Twitter mining with Solid


#1

Hello Solid Community. I am new here. I have been collecting millons of Tweets over the past year as part of an independent research project. Somewhat by accident, this research has led me to develop a Python application for collection and interactive querying of large Twitter data sets.

I am interested in supporting user-ownership of data, generally speaking, and so as a mostly non-developer I am trying to understand possibly integrating Solid into something like my twitter collecting/analyzing app.

Intuitively it seems plausible to me that my app, instead of holding a database governed only by Twitter terms of use, could support each Tweet-author’s ability to opt in or out of my research. Does that sound right?

Based on my initial scan of Solid material, it seems like there are no immediate resources to help someone like me who is curating a (currently local SQL-based) collection of Tweets from tens of millions of independent users. Does that also sound right?
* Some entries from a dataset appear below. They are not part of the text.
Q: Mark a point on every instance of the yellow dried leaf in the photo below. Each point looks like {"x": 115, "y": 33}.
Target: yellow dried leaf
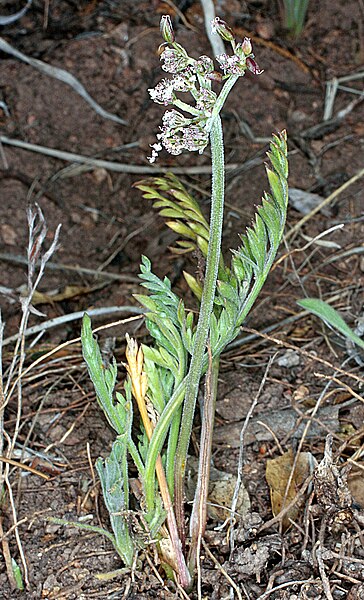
{"x": 278, "y": 472}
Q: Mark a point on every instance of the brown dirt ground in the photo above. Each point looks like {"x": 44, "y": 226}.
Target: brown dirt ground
{"x": 111, "y": 48}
I am curious how the Solid vision interacts with the idea of something like the Twitter API that allows actors of many different stripes to do the kind of thing I am doing – collect other people’s content at scale for the purpose of research. It seems like Solid speaks to the idea of replacing Twitter’s terms of use with something decentralized, but it’s less clear to me how a computational sociologist (for example) would incorporate Solid into their use of the Twitter API.

I’m curious to hear perspectives on this. thanks!


#2

Disclaimer: I’m quite a noob to Solid just throwing a few ideas out there…

In theory, you could use the Twitter API to pull tweets and store them in a Solid pod as linked data. You could then query it through SPARQL which is similar to SQL - although I would guess not as efficient speed-wise as modern databases.

It’s definitely a breach of Twitter’s T&C to do that though (storing tweet data in your own database is not allowed) and I’m not sure what you’d actually gain out of it. It’s just copying data to another format.

Solid could be used for building an alternative to Twitter where ownership of your data is built-in, rather than assigning ownership to everything you tweet to the platform.